The standout sounds of '08: Martin Turenne

Does music really get better as the economy gets worse? If so, these records might just herald a golden age.

Portishead Third
The means changed on Portishead's triumphant comeback album—from noirish sampledelia to stark postindustrial rock—but the results did not. This is the same band ravers got stoned to in the 1990s, recalibrated for wizened ears and bleaker times.

Flying Lotus Los Angeles
Birthed under the considerable influence of producers Jay Dilla and Prefuse 73, the instrumental Los Angeles was the best hip-hop record of the year. That's a testament to its slippery rhythms, its novel textures, and, sadly, the terrible state of the art in 2008.

Fennesz Black Sea
A fitting companion to the discs listed above, Christian Fennesz's latest is less a feat of sound making than of remarkable sound treatment. The Austrian guitarist runs his instrument through layers of digital pixilation, evoking the kind of sublime racket you might expect if Kevin Shields tried to cover a Harold Budd record.

Four Tet Ringer
Too frequently too clever for his own good, Kieran Hebden reined in his ambition on this EP, forging a wondrous celestial union between Italian disco, Detroit techno, and electronic minimalism í  la Steve Reich. This is hypnotic, hooky stuff—and the best of a bevy of "cosmic" dance records released in 2008.

Quiet Village Silent Movie
If you don't have the money for a Hawaiian vacation this winter, you could do worse than mix yourself a double Mai Tai, turn the furnace up full blast, and baste in your own juices to the sweet tropical strains of Silent Movie, a remarkable '70s-era lounge pastiche that manages to be kitschy and refined all at once.

Beck Modern Guilt
Odelay aside, Beck's best records tend to be his most restrained—and this, his homage to '60s psych-pop, rates among his finest. Over 33 swift minutes, he's at his humblest—frank, instinctive, and utterly committed to no-frills songcraft.

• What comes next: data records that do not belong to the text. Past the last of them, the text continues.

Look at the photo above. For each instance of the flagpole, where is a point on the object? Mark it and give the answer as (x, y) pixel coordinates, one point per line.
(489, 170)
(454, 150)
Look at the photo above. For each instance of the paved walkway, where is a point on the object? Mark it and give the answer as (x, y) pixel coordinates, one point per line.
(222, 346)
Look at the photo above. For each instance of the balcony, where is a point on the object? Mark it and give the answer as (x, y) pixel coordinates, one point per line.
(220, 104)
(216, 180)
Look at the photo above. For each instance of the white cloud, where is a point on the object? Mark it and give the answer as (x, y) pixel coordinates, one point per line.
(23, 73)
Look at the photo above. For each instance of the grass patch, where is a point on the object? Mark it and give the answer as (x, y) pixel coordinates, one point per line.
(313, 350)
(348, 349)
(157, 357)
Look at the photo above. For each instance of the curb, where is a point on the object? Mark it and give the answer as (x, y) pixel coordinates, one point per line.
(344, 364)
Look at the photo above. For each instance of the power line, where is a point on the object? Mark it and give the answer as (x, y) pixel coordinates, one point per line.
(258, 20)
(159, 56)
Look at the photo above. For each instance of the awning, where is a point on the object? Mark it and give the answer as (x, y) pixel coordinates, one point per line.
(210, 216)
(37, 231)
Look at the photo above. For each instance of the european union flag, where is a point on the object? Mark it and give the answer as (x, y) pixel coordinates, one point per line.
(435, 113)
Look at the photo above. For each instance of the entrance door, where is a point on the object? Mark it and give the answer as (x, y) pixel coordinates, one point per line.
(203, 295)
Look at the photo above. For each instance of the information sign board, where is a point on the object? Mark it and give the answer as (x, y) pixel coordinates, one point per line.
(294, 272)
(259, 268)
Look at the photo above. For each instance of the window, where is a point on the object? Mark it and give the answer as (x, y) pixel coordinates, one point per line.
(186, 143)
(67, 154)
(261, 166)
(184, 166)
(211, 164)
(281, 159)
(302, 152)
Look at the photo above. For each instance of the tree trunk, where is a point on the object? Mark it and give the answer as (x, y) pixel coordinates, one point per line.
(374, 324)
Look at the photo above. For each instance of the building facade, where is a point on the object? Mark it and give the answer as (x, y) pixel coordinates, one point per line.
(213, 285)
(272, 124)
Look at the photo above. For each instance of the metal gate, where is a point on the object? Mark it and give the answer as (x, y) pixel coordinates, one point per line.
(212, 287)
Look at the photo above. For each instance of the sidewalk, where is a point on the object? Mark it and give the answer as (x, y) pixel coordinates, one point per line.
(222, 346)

Vampire Weekend Vampire Weekend
For its literate account of campus life, for its intermittent West African pulse, for its indelible hooks, and for "Cape Cod Kwassa Kwassa" alone, this might be the finest debut rock record of the decade. It's hard to believe these young dandies will ever top it.

Coldplay Viva La Vida
Chris Martin and company received more than a mere lesson in engineering from Brian Eno; they learned how to write better, shorter songs that move restlessly around the dynamic range. This disc is no masterpiece, but it does hint at what these Englishmen could accomplish if they keep pushing themselves.

Ne-Yo Year of the Gentleman
A month ago, I gave a lukewarm review to this disc, and then found myself returning to it, obsessively, for weeks. I haven't a clue what airs on top-40 radio these days, but if it's not songs like "Closer" and "Single", teenage girls are the worse for it.

Randy Newman Harps and Angels
Wryness is virtually absent from our age, unseated long ago by cynicism. Randy Newman is as wry as wry gets, and in a world gone mad, he offers a small masterpiece—a funny, intelligent, deceptively effortless album about the United States, a country he loves more than he hates, but not by much.